How to build an automated system

gmst · Oct 17, 2013

Quote from bwolinsky:

These are two different definitions of "automated system" and we want the strategic not programmatic explanations from you, hft_boy.

Bowo - your viewpoint is too narrow. There are many people on this board who have moved beyond MC and want to develop their own trading platform - since having your own trading platform liberates you from the inadequacies of off-the-shelf-products like MC, TS, NT etc.

I understand you would rather spend time learning and developing strategies in MC, and thats fine with me. But it will be great if you can also understand that there are quite a few people on this board who are very interested in threads like this.

So, thanks for your time and consideration.

slickpick · Oct 17, 2013

Quote from vincegata:

Thank you both for responding.

@slickpick - so I have a producer (Data Adapter) that reads the data from the Internet over the sockets when in live mode, or it reads the data from the database / text file in the backtest mode. So I am using the same code for live and backtesting.
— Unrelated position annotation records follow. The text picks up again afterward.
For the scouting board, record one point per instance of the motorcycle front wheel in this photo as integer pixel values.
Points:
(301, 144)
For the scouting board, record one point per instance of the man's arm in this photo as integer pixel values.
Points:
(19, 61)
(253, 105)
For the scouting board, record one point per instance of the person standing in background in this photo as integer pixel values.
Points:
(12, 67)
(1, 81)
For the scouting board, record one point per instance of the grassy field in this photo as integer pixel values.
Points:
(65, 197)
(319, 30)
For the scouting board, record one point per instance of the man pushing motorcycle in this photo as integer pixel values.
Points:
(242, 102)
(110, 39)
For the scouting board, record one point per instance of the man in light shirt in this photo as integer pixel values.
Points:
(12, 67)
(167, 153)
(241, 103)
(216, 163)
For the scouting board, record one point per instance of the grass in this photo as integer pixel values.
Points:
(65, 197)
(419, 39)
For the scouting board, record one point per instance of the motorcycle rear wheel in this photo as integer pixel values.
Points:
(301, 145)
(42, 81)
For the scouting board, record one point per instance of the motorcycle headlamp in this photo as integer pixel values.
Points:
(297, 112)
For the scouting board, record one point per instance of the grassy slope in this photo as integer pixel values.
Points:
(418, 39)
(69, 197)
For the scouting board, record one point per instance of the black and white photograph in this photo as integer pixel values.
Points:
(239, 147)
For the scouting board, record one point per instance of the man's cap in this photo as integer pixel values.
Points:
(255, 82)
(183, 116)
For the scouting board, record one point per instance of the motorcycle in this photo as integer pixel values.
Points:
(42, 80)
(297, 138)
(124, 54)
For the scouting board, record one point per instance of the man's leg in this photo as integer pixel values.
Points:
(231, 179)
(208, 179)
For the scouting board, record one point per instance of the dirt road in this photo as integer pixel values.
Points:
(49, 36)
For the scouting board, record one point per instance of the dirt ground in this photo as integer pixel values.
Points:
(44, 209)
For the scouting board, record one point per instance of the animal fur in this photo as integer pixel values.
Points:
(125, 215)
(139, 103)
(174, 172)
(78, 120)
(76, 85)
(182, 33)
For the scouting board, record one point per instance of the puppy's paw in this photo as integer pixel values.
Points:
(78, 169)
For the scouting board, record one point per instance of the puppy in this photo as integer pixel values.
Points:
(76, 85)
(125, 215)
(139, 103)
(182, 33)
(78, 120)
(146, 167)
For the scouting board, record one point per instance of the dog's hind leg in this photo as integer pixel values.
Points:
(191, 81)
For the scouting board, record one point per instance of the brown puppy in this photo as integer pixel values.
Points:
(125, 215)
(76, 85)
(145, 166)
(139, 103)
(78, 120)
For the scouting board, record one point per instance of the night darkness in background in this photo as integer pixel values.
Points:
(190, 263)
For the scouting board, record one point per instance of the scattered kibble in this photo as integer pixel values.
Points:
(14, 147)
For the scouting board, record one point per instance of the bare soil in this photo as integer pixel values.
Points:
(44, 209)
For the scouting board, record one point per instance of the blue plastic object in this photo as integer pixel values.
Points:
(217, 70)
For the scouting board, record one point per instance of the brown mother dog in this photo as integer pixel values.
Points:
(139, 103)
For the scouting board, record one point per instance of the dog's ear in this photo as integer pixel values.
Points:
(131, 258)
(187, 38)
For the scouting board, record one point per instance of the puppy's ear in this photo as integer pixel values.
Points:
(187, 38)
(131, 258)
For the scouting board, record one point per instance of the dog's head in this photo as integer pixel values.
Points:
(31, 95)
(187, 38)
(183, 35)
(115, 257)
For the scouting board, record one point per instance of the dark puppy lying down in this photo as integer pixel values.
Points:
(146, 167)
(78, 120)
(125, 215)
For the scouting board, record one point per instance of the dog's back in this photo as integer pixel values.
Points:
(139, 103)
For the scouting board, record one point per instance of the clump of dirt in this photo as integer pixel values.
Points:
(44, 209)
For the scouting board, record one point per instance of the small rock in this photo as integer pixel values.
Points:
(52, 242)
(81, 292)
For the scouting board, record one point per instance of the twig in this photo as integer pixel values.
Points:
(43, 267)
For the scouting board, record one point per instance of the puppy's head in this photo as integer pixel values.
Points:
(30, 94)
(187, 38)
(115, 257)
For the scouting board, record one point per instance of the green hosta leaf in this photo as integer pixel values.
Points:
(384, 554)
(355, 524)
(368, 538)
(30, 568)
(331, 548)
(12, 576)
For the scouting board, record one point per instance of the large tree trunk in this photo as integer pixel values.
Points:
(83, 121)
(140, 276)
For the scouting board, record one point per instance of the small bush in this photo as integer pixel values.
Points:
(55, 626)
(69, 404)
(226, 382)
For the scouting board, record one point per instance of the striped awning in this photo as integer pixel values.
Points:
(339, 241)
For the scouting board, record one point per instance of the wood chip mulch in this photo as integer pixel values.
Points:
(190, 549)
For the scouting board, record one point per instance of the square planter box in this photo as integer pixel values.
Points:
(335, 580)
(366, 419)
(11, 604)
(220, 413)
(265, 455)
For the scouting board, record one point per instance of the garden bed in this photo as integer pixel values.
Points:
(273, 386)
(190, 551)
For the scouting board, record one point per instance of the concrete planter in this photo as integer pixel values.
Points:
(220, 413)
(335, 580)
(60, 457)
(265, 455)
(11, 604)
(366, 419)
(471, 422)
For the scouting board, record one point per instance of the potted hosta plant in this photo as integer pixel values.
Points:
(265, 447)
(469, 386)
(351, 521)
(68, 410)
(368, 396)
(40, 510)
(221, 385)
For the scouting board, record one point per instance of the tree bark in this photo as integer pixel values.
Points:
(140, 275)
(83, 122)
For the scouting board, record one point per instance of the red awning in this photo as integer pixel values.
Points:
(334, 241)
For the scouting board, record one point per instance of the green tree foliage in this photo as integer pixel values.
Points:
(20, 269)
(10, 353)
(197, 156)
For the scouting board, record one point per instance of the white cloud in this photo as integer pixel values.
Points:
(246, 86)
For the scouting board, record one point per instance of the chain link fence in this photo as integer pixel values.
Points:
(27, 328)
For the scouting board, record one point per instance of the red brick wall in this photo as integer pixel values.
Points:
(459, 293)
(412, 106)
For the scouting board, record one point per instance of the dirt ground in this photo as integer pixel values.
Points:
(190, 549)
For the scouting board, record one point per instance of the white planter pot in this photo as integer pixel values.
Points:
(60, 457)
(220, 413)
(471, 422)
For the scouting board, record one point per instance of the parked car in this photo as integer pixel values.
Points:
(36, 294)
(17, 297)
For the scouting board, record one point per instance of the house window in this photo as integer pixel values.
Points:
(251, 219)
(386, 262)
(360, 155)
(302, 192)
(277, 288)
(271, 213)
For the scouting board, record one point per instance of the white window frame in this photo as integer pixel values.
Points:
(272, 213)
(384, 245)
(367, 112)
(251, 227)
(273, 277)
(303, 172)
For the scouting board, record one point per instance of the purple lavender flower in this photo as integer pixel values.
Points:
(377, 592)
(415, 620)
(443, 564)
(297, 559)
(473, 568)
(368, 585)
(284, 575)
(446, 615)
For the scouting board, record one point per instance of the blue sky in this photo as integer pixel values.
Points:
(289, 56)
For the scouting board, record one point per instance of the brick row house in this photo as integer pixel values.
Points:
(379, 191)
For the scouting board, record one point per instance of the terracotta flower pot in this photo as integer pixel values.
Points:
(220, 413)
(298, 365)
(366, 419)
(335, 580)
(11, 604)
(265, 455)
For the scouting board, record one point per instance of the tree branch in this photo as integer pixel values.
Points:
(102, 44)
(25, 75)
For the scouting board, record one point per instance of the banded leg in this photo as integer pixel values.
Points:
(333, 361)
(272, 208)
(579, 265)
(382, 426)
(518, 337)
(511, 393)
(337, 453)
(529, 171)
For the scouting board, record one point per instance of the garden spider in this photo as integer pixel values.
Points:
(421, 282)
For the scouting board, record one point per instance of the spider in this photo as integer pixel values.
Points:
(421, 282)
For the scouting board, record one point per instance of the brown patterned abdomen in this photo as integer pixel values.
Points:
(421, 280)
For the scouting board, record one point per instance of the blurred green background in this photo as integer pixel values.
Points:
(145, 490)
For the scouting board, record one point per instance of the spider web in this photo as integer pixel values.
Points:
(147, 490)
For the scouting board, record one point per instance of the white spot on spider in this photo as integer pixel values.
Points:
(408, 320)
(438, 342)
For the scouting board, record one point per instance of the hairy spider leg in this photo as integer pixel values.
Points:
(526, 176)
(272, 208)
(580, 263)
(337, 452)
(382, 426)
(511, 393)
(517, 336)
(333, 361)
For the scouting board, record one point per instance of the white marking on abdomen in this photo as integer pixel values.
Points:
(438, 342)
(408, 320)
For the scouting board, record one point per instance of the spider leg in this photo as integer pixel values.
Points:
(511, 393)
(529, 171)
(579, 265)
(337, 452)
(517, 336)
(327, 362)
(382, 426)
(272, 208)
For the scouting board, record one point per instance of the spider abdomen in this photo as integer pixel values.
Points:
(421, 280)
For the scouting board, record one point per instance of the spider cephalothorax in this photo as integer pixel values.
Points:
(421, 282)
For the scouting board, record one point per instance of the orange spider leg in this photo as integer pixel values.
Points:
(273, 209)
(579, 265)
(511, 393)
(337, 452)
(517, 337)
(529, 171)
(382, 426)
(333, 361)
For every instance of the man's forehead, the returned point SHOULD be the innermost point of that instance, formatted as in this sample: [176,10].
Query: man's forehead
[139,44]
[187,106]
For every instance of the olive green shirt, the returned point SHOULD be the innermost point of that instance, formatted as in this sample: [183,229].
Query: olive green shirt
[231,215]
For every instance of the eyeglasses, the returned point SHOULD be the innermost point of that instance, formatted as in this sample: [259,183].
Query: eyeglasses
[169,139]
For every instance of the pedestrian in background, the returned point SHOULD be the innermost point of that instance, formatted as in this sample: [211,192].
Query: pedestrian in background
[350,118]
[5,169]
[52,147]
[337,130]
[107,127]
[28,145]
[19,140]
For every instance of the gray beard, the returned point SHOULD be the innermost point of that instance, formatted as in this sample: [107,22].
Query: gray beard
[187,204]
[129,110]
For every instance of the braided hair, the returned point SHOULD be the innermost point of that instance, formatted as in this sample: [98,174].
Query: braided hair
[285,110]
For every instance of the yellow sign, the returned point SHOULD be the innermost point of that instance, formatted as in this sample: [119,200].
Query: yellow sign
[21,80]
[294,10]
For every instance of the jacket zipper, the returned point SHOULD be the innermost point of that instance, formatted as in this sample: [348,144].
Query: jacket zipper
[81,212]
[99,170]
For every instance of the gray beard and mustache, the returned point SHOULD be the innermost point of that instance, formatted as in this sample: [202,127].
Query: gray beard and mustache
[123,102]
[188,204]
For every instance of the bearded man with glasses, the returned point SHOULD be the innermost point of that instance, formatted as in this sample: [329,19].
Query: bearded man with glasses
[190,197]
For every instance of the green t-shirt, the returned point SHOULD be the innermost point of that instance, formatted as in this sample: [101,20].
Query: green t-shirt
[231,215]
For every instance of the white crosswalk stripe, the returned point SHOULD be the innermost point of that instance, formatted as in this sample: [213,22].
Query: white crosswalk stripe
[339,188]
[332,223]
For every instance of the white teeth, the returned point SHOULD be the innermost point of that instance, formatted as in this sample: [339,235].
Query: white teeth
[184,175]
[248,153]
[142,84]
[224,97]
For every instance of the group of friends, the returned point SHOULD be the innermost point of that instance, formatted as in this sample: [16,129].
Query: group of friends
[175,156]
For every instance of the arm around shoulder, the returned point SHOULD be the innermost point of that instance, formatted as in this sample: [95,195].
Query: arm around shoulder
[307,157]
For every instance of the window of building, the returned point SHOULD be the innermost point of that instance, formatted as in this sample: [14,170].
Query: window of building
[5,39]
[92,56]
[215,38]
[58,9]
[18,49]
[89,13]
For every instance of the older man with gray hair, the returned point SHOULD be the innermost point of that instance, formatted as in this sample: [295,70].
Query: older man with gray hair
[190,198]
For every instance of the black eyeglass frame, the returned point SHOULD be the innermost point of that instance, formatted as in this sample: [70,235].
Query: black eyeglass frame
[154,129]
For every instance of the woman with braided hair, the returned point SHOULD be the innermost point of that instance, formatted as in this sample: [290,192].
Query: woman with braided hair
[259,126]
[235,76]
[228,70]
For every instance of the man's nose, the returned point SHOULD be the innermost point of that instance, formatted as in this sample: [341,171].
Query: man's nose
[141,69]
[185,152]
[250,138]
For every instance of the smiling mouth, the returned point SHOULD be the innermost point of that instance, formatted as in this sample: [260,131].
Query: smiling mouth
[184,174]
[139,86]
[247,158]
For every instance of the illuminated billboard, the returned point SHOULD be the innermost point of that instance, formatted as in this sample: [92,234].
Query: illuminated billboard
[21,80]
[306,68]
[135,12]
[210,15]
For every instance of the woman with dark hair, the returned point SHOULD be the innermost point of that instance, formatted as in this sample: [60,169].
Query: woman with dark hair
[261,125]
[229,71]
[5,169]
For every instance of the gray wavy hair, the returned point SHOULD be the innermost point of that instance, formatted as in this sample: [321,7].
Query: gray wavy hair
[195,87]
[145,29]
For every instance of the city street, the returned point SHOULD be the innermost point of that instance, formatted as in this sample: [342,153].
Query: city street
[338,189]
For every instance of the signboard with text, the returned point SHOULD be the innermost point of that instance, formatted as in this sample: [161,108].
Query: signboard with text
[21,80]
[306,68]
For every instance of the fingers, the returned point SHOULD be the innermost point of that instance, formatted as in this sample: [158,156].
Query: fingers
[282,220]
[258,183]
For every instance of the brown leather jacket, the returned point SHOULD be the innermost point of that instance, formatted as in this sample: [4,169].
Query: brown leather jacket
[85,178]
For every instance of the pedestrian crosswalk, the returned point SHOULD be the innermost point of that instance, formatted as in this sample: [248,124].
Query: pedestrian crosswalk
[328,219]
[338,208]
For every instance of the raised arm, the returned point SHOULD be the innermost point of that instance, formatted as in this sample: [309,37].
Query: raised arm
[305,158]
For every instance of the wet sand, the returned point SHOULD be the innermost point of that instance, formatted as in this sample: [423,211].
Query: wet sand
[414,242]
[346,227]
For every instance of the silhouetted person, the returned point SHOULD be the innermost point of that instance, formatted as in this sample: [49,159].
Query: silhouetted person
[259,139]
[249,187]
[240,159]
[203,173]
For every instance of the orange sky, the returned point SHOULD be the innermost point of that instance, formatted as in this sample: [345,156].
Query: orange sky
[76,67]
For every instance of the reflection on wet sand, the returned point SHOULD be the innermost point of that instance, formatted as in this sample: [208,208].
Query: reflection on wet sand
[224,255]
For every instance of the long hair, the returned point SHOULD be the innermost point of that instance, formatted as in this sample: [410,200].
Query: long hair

Producer is housed in a separate process and it sends the data to the consumer (Strategy Execution System) over the named pipes (FIFO). This set up works well in live mode (I am not after HFT) but it's slow during the backtesting when I run the app through millions of records. Hence, I am looking to replace FIFO with either shared memory or using callbacks aka Observer Pattern.

What do you use for your producer-consumer to communicate? I know some people on this forum use shared memory, others use messaging such as ZeroMQ, yet others use Observer.

So first question I have for you, is how are you reading the data? Are you loading all records into memory? Or iterating line by line?

I use callbacks via observer/observable for the backester in our production trading system, that being said majority of my research is done in either R or Python in a vectorized fashion. Not sure what your production system is coded in but you run into difficulty iterating over sets with more traditional languages.

vincegata · Oct 17, 2013

Quote from slickpick:

So first question I have for you, is how are you reading the data? Are you loading all records into memory? Or iterating line by line?

I use callbacks via observer/observable for the backester in our production trading system, that being said majority of my research is done in either R or Python in a vectorized fashion. Not sure what your production system is coded in but you run into difficulty iterating over sets with more traditional languages.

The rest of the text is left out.